Dreaming Out Loud: A Self-Synthesis Approach For Training Vision-Language Models With Developmentally Plausible Data
This addresses the challenge of data efficiency for researchers and practitioners in AI, though it appears incremental as it builds on existing methods for multimodal learning.
The paper tackles the problem of training vision-language models with limited data by proposing a self-synthesis approach inspired by human cognitive development, resulting in a proof-of-concept model trained on a developmentally plausible amount of data.
While today's large language models exhibit impressive abilities in generating human-like text, they require massive amounts of data during training. We here take inspiration from human cognitive development to train models in limited data conditions. Specifically we present a self-synthesis approach that iterates through four phases: Phase 1 sets up fundamental language abilities, training the model from scratch on a small corpus. Language is then associated with the visual environment in phase 2, integrating the model with a vision encoder to generate descriptive captions from labeled images.

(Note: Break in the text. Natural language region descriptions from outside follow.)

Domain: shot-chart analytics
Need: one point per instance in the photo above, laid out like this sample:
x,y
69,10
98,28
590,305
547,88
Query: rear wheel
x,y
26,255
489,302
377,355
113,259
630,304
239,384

In the "self-synthesis" phase 3, the model generates captions for unlabeled images, that it then uses to further train its language component with a mix of synthetic, and previous real-world text. This phase is meant to expand the model's linguistic repertoire, similar to humans self-annotating new experiences. Finally, phase 4 develops advanced cognitive skills, by training the model on specific tasks such as visual question answering and reasoning. Our approach offers a proof of concept for training a multimodal model using a developmentally plausible amount of data.